Find the closet movie by finding the miminum along each row. Avoid selecting the same movie use of numpy massked arrays. The masked values along the daigonal won't be included in the computation 

In [33]:
count = 50
dim = len(vms)
dist = np.zeros((dim,dim))

for i in range(dim):
    for j in range(dim):
        dist[i,j] = sq_dist(vms[i, :], vms[j, :])
        
m_dist = ma.masked_array(dist, mask=np.identity(dist.shape[0]))  # mask the diagonal

disp = [["movie1", "genres", "movie2", "genres"]]
for i in range(count):
    min_idx = np.argmin(m_dist[i])
    movie1_id = int(item_vecs[i,0])
    movie2_id = int(item_vecs[min_idx,0])
    genre1,_  = get_item_genre(item_vecs[i,:], ivs, item_features)
    genre2,_  = get_item_genre(item_vecs[min_idx,:], ivs, item_features)

    disp.append( [movie_dict[movie1_id]['title'], genre1,
                  movie_dict[movie2_id]['title'], genre2]
               )
table = tabulate.tabulate(disp, tablefmt='html', headers="firstrow", floatfmt=[".1f", ".1f", ".0f", ".2f", ".2f"])
table

movie1,genres,movie2,genres.1
Save the Last Dance (2001),Drama,John Q (2002),Drama
Save the Last Dance (2001),Romance,Saving Silverman (Evil Woman) (2001),Romance
"Wedding Planner, The (2001)",Comedy,Spy Kids (2001),Comedy
"Wedding Planner, The (2001)",Romance,Mr.

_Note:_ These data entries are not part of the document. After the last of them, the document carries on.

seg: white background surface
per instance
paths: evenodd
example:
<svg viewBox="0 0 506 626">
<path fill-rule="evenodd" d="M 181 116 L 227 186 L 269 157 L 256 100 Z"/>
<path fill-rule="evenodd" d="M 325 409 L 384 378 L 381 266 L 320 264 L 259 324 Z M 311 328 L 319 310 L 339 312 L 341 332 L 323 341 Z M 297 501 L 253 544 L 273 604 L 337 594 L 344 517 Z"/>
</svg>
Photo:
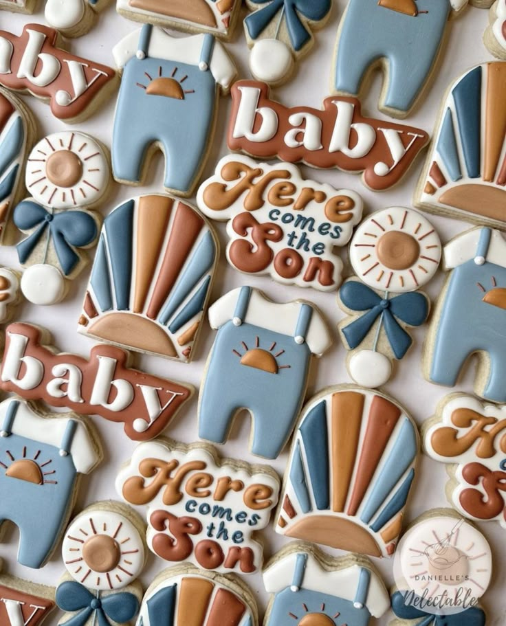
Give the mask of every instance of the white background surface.
<svg viewBox="0 0 506 626">
<path fill-rule="evenodd" d="M 41 0 L 38 12 L 32 17 L 2 11 L 0 12 L 0 28 L 19 34 L 23 24 L 30 21 L 43 22 L 43 0 Z M 289 84 L 273 90 L 272 95 L 275 98 L 286 105 L 305 104 L 318 108 L 320 107 L 324 98 L 329 95 L 336 33 L 345 3 L 345 0 L 335 0 L 331 15 L 327 25 L 323 30 L 316 34 L 316 44 L 314 48 L 299 65 L 298 72 L 293 76 Z M 441 99 L 450 82 L 469 67 L 492 58 L 481 41 L 482 34 L 487 21 L 487 12 L 483 10 L 468 8 L 463 11 L 457 19 L 452 21 L 448 28 L 446 47 L 434 73 L 434 80 L 426 91 L 422 104 L 408 118 L 407 124 L 419 126 L 432 134 Z M 366 19 L 367 16 L 364 16 L 364 18 Z M 138 27 L 138 24 L 129 22 L 116 14 L 114 7 L 111 5 L 101 14 L 95 28 L 84 37 L 69 41 L 68 49 L 79 56 L 112 65 L 112 46 L 125 34 Z M 228 45 L 228 49 L 236 62 L 239 76 L 250 78 L 248 66 L 248 49 L 242 27 L 238 28 L 235 41 Z M 382 116 L 377 111 L 376 105 L 380 86 L 380 78 L 378 75 L 375 77 L 374 83 L 363 102 L 365 114 L 380 118 Z M 65 124 L 52 116 L 49 107 L 46 104 L 32 97 L 23 96 L 23 98 L 37 118 L 39 125 L 38 139 L 45 134 L 68 128 Z M 87 121 L 74 128 L 94 135 L 110 146 L 114 100 L 115 98 L 112 98 Z M 225 135 L 230 100 L 222 100 L 221 104 L 217 133 L 204 172 L 205 177 L 211 175 L 218 159 L 228 153 Z M 317 171 L 307 167 L 302 168 L 302 172 L 306 178 L 328 182 L 338 188 L 349 188 L 356 190 L 364 198 L 365 212 L 369 213 L 387 206 L 410 206 L 412 191 L 423 158 L 419 158 L 408 175 L 398 187 L 394 190 L 382 194 L 374 193 L 366 190 L 362 184 L 359 176 L 343 174 L 336 170 Z M 147 190 L 162 191 L 162 159 L 159 159 L 157 160 L 156 167 L 151 168 L 148 185 L 146 187 L 135 188 L 114 185 L 109 201 L 106 206 L 102 207 L 102 212 L 104 214 L 108 213 L 120 202 L 138 193 L 144 193 Z M 457 233 L 470 227 L 469 225 L 463 222 L 428 216 L 437 227 L 443 243 Z M 350 382 L 344 367 L 346 353 L 340 343 L 336 330 L 338 321 L 342 317 L 342 313 L 336 304 L 336 293 L 322 293 L 310 289 L 284 287 L 273 282 L 267 277 L 249 278 L 245 275 L 237 273 L 228 265 L 224 258 L 223 250 L 226 241 L 224 224 L 219 225 L 219 231 L 222 243 L 222 254 L 217 278 L 214 284 L 212 301 L 230 289 L 245 284 L 261 289 L 267 295 L 281 302 L 298 298 L 312 300 L 324 313 L 332 329 L 335 342 L 333 348 L 319 361 L 315 362 L 311 371 L 307 397 L 310 398 L 324 386 Z M 0 248 L 0 264 L 13 267 L 19 267 L 14 248 Z M 88 271 L 85 271 L 77 280 L 74 281 L 69 293 L 63 303 L 47 308 L 36 307 L 28 303 L 23 303 L 18 310 L 16 319 L 35 323 L 48 328 L 54 337 L 54 344 L 60 350 L 75 352 L 82 356 L 87 356 L 93 346 L 93 342 L 78 335 L 76 331 L 77 320 L 81 312 L 81 303 L 87 276 Z M 426 289 L 432 298 L 438 293 L 442 280 L 442 273 L 439 272 Z M 447 393 L 455 390 L 435 386 L 424 381 L 421 376 L 421 344 L 426 329 L 426 327 L 419 328 L 413 333 L 415 339 L 415 346 L 402 361 L 402 366 L 397 368 L 393 379 L 384 387 L 384 391 L 404 405 L 419 424 L 433 414 L 439 400 Z M 175 380 L 188 381 L 198 388 L 214 335 L 214 331 L 212 331 L 206 324 L 195 351 L 195 359 L 189 365 L 145 355 L 137 357 L 135 365 L 150 373 L 173 378 Z M 472 379 L 472 372 L 468 371 L 461 381 L 458 390 L 471 392 Z M 178 414 L 174 422 L 169 425 L 165 434 L 185 443 L 197 440 L 197 399 L 195 394 Z M 99 428 L 102 437 L 104 460 L 90 476 L 85 477 L 76 508 L 76 512 L 84 506 L 96 500 L 119 499 L 114 489 L 114 478 L 118 467 L 129 458 L 135 445 L 124 436 L 120 425 L 113 424 L 97 416 L 92 419 Z M 253 462 L 258 462 L 258 459 L 253 457 L 248 449 L 250 424 L 250 420 L 248 418 L 236 422 L 229 440 L 225 445 L 219 447 L 222 456 L 235 457 Z M 280 475 L 283 474 L 287 460 L 287 453 L 285 451 L 279 458 L 272 463 Z M 408 522 L 429 508 L 449 506 L 444 493 L 446 481 L 446 473 L 443 465 L 425 457 L 422 458 L 419 466 L 418 478 L 407 508 L 406 519 Z M 505 530 L 496 522 L 482 524 L 480 527 L 492 544 L 494 556 L 495 573 L 493 583 L 483 600 L 487 613 L 487 623 L 502 625 L 506 623 L 506 598 L 503 591 L 506 573 L 506 549 L 504 547 L 503 539 Z M 44 522 L 42 519 L 41 532 L 44 532 Z M 265 544 L 265 560 L 286 543 L 285 539 L 274 533 L 272 525 L 262 533 L 262 539 Z M 32 570 L 21 567 L 16 563 L 18 539 L 17 530 L 11 528 L 9 528 L 3 543 L 0 544 L 0 557 L 5 561 L 4 570 L 22 578 L 56 585 L 64 572 L 64 566 L 60 559 L 60 546 L 43 569 Z M 333 552 L 336 554 L 340 553 L 338 550 Z M 386 559 L 374 560 L 375 565 L 383 573 L 387 585 L 392 584 L 392 562 Z M 142 577 L 144 586 L 147 587 L 155 574 L 166 566 L 167 563 L 150 555 L 147 566 Z M 267 594 L 263 590 L 261 578 L 259 575 L 255 575 L 246 577 L 244 579 L 250 583 L 258 597 L 261 619 L 268 600 Z M 48 626 L 54 626 L 57 623 L 59 616 L 56 612 L 46 623 Z M 389 612 L 379 621 L 379 623 L 388 623 L 392 616 L 393 614 Z"/>
</svg>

Deeds (2002),Romance
Hannibal (2001),Horror,Final Destination 2 (2003),Horror
Hannibal (2001),Thriller,"Sum of All Fears, The (2002)",Thriller
Saving Silverman (Evil Woman) (2001),Comedy,Cats & Dogs (2001),Comedy
Saving Silverman (Evil Woman) (2001),Romance,Save the Last Dance (2001),Romance
Down to Earth (2001),Comedy,Joe Dirt (2001),Comedy
Down to Earth (2001),Fantasy,"Haunted Mansion, The (2003)",Fantasy


The results show the model will generally suggest a movie with similar genre's.